[PAST EVENT] Bogdan Dit, Computer Science - Ph.D. Defense

June 24, 2015
1pm - 2:30pm
McGlothlin-Street Hall, Room 002
251 Jamestown Rd
Williamsburg, VA 23185Map this location
Textual or unstructured data generated during the software development process contains a significant amount of useful information that captures design decisions and the rationale of developers. One of the ways to exploit this information in order to support various software engineering (SE) tasks (e.g., concept location, traceability link recovery, change impact analysis, etc.) is to use Information Retrieval (IR) techniques (e.g., Vector Space Model, Latent Semantic Indexing, Latent Dirichlet Allocation, etc.).
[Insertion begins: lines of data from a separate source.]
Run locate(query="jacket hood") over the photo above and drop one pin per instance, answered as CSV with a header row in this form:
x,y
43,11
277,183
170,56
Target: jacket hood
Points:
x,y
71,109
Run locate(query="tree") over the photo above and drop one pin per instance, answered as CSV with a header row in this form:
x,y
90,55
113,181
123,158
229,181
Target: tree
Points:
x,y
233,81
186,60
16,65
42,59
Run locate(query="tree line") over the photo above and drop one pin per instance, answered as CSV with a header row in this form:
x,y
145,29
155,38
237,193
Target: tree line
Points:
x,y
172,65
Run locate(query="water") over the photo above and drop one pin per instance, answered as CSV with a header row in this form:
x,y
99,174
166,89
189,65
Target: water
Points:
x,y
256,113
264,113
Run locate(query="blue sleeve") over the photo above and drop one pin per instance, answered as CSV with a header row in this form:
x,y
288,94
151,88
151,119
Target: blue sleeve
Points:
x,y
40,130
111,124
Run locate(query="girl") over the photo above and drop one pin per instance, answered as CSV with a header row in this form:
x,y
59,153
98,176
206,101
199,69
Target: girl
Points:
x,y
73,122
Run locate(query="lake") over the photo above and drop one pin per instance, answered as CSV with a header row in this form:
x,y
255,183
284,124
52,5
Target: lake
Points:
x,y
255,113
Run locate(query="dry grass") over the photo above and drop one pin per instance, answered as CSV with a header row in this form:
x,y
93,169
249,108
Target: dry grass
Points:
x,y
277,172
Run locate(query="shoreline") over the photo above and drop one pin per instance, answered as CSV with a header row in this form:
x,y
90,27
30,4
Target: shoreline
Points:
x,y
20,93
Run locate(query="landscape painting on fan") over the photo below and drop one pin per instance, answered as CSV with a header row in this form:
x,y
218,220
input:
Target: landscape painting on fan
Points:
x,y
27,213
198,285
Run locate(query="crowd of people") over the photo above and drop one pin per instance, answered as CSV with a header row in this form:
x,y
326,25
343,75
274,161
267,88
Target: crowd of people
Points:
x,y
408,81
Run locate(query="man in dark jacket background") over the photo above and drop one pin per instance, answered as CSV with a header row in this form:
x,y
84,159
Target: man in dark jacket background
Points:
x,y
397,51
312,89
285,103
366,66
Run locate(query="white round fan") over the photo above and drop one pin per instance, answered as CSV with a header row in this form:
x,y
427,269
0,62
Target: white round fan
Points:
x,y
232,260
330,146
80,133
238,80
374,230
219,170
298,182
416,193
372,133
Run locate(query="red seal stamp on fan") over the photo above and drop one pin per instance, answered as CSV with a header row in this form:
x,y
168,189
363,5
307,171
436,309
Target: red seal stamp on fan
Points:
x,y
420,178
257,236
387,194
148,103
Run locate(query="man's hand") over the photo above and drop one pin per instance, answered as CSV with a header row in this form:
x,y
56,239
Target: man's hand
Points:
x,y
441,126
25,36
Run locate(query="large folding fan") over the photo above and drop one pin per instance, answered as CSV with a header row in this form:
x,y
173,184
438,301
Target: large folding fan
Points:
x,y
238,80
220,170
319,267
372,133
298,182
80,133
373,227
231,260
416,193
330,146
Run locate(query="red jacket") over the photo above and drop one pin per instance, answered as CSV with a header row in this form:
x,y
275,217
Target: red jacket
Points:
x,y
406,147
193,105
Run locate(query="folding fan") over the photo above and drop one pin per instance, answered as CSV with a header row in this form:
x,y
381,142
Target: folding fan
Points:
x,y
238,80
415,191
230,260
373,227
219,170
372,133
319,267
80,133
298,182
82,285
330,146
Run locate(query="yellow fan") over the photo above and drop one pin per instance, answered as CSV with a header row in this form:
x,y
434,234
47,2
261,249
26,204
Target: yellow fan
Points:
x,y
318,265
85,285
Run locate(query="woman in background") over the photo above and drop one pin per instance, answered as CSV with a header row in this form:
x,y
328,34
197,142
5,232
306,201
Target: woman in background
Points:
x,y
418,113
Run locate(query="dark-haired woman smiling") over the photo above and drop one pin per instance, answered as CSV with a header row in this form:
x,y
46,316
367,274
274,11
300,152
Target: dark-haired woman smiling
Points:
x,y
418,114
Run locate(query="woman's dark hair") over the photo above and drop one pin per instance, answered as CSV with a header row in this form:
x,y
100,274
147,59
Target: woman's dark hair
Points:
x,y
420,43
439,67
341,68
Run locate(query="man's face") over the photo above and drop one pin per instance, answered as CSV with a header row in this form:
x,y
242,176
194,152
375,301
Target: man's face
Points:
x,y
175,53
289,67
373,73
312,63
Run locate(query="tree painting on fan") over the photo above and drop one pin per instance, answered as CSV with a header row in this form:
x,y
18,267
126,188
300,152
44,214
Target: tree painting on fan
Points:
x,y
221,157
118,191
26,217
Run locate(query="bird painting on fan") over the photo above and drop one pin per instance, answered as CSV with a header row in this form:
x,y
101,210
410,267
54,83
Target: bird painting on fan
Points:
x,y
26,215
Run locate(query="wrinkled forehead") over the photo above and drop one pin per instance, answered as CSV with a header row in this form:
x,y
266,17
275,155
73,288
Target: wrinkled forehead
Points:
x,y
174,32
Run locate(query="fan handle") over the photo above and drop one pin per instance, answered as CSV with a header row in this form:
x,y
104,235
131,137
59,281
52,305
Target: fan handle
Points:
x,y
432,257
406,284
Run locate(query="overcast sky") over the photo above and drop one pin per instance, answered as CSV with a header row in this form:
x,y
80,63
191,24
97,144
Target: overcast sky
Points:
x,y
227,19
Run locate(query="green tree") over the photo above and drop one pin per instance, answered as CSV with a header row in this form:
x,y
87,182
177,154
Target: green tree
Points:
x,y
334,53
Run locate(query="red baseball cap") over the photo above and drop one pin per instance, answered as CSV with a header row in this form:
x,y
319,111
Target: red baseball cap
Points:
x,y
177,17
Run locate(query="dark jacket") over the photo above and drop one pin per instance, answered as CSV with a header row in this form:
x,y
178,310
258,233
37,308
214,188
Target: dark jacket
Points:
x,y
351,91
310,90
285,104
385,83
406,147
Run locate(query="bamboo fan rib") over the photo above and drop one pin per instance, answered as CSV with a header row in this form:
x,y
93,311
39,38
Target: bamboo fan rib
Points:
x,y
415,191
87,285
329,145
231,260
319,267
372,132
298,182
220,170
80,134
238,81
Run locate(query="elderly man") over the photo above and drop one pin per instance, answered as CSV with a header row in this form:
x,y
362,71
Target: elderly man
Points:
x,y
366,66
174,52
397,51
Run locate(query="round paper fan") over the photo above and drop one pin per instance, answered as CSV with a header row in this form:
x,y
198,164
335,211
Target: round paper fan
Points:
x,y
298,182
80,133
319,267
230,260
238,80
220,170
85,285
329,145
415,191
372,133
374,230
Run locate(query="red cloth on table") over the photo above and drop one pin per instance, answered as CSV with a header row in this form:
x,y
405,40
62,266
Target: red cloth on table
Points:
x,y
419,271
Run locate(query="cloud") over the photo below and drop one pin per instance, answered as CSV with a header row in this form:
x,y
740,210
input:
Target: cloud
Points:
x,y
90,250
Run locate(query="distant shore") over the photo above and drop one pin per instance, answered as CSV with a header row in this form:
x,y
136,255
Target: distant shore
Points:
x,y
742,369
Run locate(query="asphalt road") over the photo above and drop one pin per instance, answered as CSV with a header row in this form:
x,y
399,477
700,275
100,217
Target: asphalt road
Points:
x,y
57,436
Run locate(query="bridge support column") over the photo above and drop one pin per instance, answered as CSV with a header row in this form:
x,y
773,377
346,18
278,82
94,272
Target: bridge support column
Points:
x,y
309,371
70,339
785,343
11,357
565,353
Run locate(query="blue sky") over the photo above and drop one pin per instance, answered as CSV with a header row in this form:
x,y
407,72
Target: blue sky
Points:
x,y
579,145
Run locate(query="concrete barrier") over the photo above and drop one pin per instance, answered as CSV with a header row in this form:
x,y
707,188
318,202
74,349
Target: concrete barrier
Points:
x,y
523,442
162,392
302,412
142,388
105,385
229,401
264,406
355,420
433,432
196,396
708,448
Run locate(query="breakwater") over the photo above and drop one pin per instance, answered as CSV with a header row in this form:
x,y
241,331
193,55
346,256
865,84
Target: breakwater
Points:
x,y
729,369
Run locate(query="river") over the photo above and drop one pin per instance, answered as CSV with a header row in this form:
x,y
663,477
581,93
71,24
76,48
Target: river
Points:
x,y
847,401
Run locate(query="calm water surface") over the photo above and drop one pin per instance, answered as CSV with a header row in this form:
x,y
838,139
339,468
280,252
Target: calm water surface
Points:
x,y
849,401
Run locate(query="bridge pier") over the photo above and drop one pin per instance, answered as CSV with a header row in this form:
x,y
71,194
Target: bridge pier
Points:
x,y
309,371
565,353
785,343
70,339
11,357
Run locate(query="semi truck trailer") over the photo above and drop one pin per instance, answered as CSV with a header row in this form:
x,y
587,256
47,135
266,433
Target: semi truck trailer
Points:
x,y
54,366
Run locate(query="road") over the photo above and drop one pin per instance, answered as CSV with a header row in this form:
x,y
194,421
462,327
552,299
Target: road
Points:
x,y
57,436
Two of the most important steps in a typical process of applying IR techniques to support SE tasks are: (i) preprocessing the corpus (i.e., a set of documents associated with a software system) by removing special characters, splitting identifiers, removing stop words, stemming identifiers, etc. and (ii) configuring the IR technique (i.e., setting up its parameters) and applying it on the preprocessed corpus.

In our previous work, we observed that the various options available for the preprocessing steps of the corpus (e.g., splitting identifiers), as well as the different parameter values for configuring IR techniques (e.g., configuring the parameters for LDA) can significantly influence the results produced by IR techniques on different datasets for various SE tasks.

This work proposes the use of Genetic Algorithms (GAs) to automatically configure and assemble an IR process to support software engineering tasks. The approach named GA-IR determines the (near) optimal solution to be used for each step of the IR process.

For example, for the corpus preprocessing steps our GA-IR approach will determine which special characters to remove, will choose the method to split the identifiers, will decide whether or not to remove stop words and how to stem identifiers. In addition, for the chosen IR technique it will automatically determine its (near) optimal parameter values. As a preliminary study, we applied GA-IR on three different software engineering tasks: (i) traceability link recovery, (ii) feature location, and (iii) identification of duplicate bug reports. The results of the study indicate that GA-IR outperforms approaches previously used in the literature, and that it does not significantly differ from an ideal upper bound that could be achieved by a supervised approach (i.e., one that knows the results a priori) and a combinatorial approach (i.e., one that considers a large number of parameter combinations and knows the results beforehand).

Bogdan Dit is a Ph.D. candidate in the Computer Science Department at the College of William & Mary. He obtained his M.S. in Computer Science from Wayne State University in 2009. His research interests include software evolution and maintenance, program comprehension, application of information retrieval in software engineering, reproducibility of experiments in software maintenance. He has published in various top Software Engineering venues such as ICSE, ICSM, EMSE. He received the Best Paper Award at the 29th IEEE International Conference on Software Maintenance (ICSM '13).